Two hours,she told herself.He’ll be back in two hours.

Behind her, she heard Sarah settling Katie onto one of the beds, murmuring something about rest and safety and how brave she’d been. She heard Wei-Lin checking the emergency exit, testing the locks, and doing all the practical things that needed to be done.

And she stood there, holding her sleeping son, and realized that for the first time she felt as if they might actually make it.

It was terrifying.

The hours passed in a strange, suspended way, like time itself had forgotten how to move properly.

She explored the rooms with the methodical thoroughness that had served her well in her medical career. She catalogued the supplies—dried food packets, water containers, basic medical supplies, a change of clothes that wouldn’t fit any of them but might be useful for trade—and mapped the emergency exits in her mind. She fed Robbie, changed him, sang to him softly until he fell asleep again.

And all the while, her thoughts circled back to Becsul.

What if he doesn’t come back?

The question wouldn’t leave her alone. She tried to push it away and focus on practical matters, but it kept returning, a dark undertow beneath her surface calm.

What if Naran’s people find him? What if the freighter captain betrays him? What if he gets hurt, and there’s no one to help him, and I just sit here in this tiny room waiting for someone who’s never coming back?

She’d been alone before. Had chosen it, even—artificial insemination, single motherhood, the deliberate construction of a family that depended on no one but herself. She’d told herself it was strength, self-sufficiency, the ultimate expression of female independence.
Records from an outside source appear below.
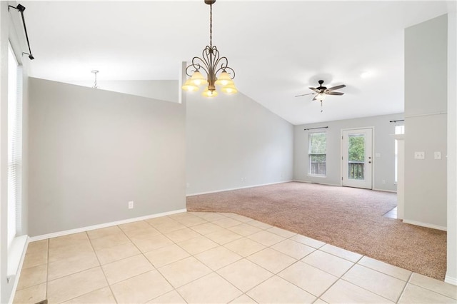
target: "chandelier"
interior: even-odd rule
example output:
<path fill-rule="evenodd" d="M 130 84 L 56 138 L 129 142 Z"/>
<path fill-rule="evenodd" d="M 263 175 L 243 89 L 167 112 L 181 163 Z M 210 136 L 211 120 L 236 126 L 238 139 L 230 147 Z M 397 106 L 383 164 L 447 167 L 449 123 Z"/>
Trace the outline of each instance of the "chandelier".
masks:
<path fill-rule="evenodd" d="M 226 57 L 221 57 L 216 46 L 213 46 L 213 4 L 216 0 L 204 0 L 209 5 L 209 46 L 203 50 L 201 57 L 194 57 L 192 63 L 186 68 L 186 74 L 190 78 L 184 83 L 182 89 L 188 91 L 199 91 L 199 86 L 206 85 L 202 95 L 206 97 L 215 97 L 218 95 L 216 85 L 226 94 L 234 94 L 238 92 L 232 80 L 235 78 L 235 71 L 228 66 Z M 206 74 L 206 78 L 200 72 Z M 189 73 L 190 72 L 190 73 Z"/>

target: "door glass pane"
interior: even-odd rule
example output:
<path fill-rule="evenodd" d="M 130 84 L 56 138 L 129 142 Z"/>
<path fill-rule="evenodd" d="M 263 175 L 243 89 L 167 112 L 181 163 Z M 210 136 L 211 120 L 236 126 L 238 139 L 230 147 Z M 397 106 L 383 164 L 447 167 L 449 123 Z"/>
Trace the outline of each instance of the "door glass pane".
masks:
<path fill-rule="evenodd" d="M 351 134 L 348 142 L 348 178 L 365 179 L 365 134 Z"/>

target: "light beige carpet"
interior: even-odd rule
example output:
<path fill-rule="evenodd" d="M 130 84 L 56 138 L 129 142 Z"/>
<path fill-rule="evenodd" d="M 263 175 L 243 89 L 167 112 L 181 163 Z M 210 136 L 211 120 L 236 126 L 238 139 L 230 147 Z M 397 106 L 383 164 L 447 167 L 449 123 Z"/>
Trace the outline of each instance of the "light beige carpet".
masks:
<path fill-rule="evenodd" d="M 232 212 L 438 280 L 446 233 L 383 217 L 396 194 L 285 183 L 187 198 L 188 211 Z"/>

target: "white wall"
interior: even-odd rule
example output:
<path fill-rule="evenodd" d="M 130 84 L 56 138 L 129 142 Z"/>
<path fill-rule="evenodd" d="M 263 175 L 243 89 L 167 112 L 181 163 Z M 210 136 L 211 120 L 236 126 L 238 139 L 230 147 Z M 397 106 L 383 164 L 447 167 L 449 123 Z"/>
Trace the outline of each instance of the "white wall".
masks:
<path fill-rule="evenodd" d="M 446 15 L 405 30 L 403 221 L 441 229 L 447 226 L 447 30 Z M 425 159 L 415 159 L 416 151 Z"/>
<path fill-rule="evenodd" d="M 373 188 L 396 191 L 395 185 L 395 123 L 392 120 L 403 119 L 402 113 L 383 115 L 363 118 L 346 119 L 318 123 L 295 126 L 293 152 L 293 179 L 329 185 L 341 184 L 341 129 L 374 127 L 373 151 Z M 308 176 L 308 131 L 305 128 L 328 126 L 327 133 L 327 176 Z M 380 153 L 381 157 L 375 157 Z M 383 183 L 385 181 L 385 183 Z"/>
<path fill-rule="evenodd" d="M 7 250 L 8 214 L 8 41 L 11 41 L 15 53 L 26 50 L 26 43 L 21 15 L 16 10 L 8 11 L 8 4 L 16 6 L 14 1 L 0 1 L 0 303 L 7 303 L 11 295 L 16 275 L 6 280 L 8 263 L 11 262 Z M 29 59 L 26 56 L 18 59 L 23 70 L 23 159 L 22 159 L 22 221 L 18 227 L 17 236 L 27 235 L 28 215 L 28 160 L 27 160 L 27 112 L 28 112 L 28 69 Z M 21 255 L 17 252 L 16 255 Z"/>
<path fill-rule="evenodd" d="M 457 285 L 457 14 L 448 15 L 448 258 L 446 281 Z"/>
<path fill-rule="evenodd" d="M 188 195 L 292 179 L 291 123 L 241 93 L 186 95 Z"/>
<path fill-rule="evenodd" d="M 185 104 L 29 84 L 31 235 L 186 208 Z"/>

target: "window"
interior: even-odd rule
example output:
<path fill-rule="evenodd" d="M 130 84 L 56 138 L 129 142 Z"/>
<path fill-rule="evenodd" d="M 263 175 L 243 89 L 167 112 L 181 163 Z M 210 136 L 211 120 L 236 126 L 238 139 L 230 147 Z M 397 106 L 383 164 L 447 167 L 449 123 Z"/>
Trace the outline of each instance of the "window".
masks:
<path fill-rule="evenodd" d="M 8 52 L 8 248 L 21 226 L 22 73 L 11 44 Z"/>
<path fill-rule="evenodd" d="M 396 134 L 404 134 L 405 126 L 395 126 Z M 398 177 L 398 141 L 395 140 L 395 183 L 397 183 Z"/>
<path fill-rule="evenodd" d="M 327 134 L 325 132 L 309 133 L 309 175 L 326 176 L 327 172 Z"/>

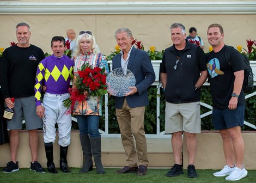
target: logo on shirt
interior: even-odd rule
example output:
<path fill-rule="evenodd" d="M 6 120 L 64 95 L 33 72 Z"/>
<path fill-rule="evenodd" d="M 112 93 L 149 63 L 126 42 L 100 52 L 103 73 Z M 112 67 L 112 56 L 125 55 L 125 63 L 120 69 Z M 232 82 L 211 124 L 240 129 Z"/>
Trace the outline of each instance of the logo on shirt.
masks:
<path fill-rule="evenodd" d="M 206 64 L 208 72 L 212 78 L 218 76 L 222 75 L 224 72 L 220 70 L 220 61 L 217 58 L 213 58 Z"/>
<path fill-rule="evenodd" d="M 38 59 L 34 56 L 31 56 L 29 57 L 29 60 L 37 60 Z"/>

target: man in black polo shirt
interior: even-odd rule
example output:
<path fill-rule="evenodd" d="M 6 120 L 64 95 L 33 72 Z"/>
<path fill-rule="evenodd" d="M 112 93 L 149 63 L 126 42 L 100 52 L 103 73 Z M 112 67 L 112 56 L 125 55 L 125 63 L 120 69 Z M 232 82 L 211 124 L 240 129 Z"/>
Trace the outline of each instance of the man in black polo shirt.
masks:
<path fill-rule="evenodd" d="M 10 129 L 11 161 L 3 170 L 4 173 L 19 169 L 16 157 L 23 117 L 29 134 L 32 155 L 30 169 L 36 172 L 45 172 L 37 162 L 37 129 L 42 127 L 42 121 L 36 114 L 34 90 L 37 66 L 45 54 L 41 48 L 29 43 L 31 35 L 28 24 L 19 23 L 16 32 L 18 44 L 4 50 L 1 62 L 0 84 L 3 97 L 7 107 L 14 110 L 13 119 L 7 121 L 7 128 Z M 11 97 L 15 99 L 14 102 L 11 101 Z"/>
<path fill-rule="evenodd" d="M 201 132 L 200 88 L 207 78 L 206 57 L 202 48 L 186 40 L 185 27 L 170 26 L 173 45 L 164 51 L 160 67 L 161 81 L 166 99 L 166 133 L 172 133 L 175 164 L 166 176 L 183 174 L 181 166 L 182 132 L 187 139 L 188 177 L 197 176 L 194 157 Z"/>

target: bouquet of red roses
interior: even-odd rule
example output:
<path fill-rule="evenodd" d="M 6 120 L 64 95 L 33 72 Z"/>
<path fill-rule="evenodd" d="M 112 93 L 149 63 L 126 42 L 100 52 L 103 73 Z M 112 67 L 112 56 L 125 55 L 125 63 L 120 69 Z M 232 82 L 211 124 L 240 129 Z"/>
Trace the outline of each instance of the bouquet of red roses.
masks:
<path fill-rule="evenodd" d="M 76 101 L 82 101 L 90 95 L 101 96 L 107 93 L 105 68 L 94 67 L 88 63 L 83 64 L 78 72 L 76 80 L 72 88 L 69 91 L 70 97 L 63 101 L 64 106 L 71 111 L 74 109 Z"/>

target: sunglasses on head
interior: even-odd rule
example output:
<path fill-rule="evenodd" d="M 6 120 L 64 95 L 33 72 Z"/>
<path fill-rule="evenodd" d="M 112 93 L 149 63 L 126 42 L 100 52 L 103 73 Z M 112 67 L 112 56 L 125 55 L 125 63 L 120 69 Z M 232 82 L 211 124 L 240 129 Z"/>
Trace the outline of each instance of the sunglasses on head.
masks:
<path fill-rule="evenodd" d="M 93 35 L 93 34 L 92 33 L 92 32 L 90 31 L 84 31 L 84 30 L 82 30 L 79 33 L 79 35 L 83 34 L 84 33 L 87 33 L 88 34 L 90 34 L 91 35 Z"/>

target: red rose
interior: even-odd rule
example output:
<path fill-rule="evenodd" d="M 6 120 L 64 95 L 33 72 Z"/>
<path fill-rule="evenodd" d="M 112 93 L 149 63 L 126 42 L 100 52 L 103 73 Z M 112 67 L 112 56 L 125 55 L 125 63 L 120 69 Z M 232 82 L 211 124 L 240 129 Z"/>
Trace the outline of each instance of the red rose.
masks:
<path fill-rule="evenodd" d="M 84 72 L 82 71 L 78 71 L 79 77 L 84 77 Z"/>
<path fill-rule="evenodd" d="M 101 71 L 101 69 L 100 69 L 99 67 L 96 67 L 96 68 L 94 68 L 94 71 L 95 72 L 99 72 Z"/>
<path fill-rule="evenodd" d="M 96 89 L 96 86 L 94 82 L 92 82 L 92 83 L 90 83 L 90 86 L 89 87 L 90 87 L 90 89 L 92 91 L 94 91 Z"/>
<path fill-rule="evenodd" d="M 86 68 L 84 69 L 84 74 L 86 75 L 89 75 L 89 74 L 91 72 L 91 69 L 90 68 Z"/>
<path fill-rule="evenodd" d="M 100 87 L 100 84 L 99 83 L 99 81 L 96 81 L 94 82 L 94 84 L 95 84 L 95 86 L 96 86 L 96 87 Z"/>

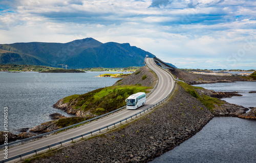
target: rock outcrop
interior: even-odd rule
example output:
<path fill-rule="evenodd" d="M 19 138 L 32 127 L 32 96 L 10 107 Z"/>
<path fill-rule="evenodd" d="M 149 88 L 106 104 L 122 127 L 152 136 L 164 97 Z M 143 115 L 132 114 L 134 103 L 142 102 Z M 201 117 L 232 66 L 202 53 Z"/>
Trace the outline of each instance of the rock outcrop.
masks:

Now she wondered if it had been fear.

Fear of depending on someone. Fear of trusting someone. Fear of loving someone who might leave, might die, might simply decide one day that she wasn’t worth the trouble.

But he came back, she reminded herself.Every time. He came back to the cell, he came back after Robbie’s fever, he came back when that guard had me cornered. He keeps coming back.

She didn’t know what to do with that. Didn’t know how to reconcile her carefully constructed self-reliance with this unfamiliar feeling of… what? Need? Desire? Something deeper, something scarier?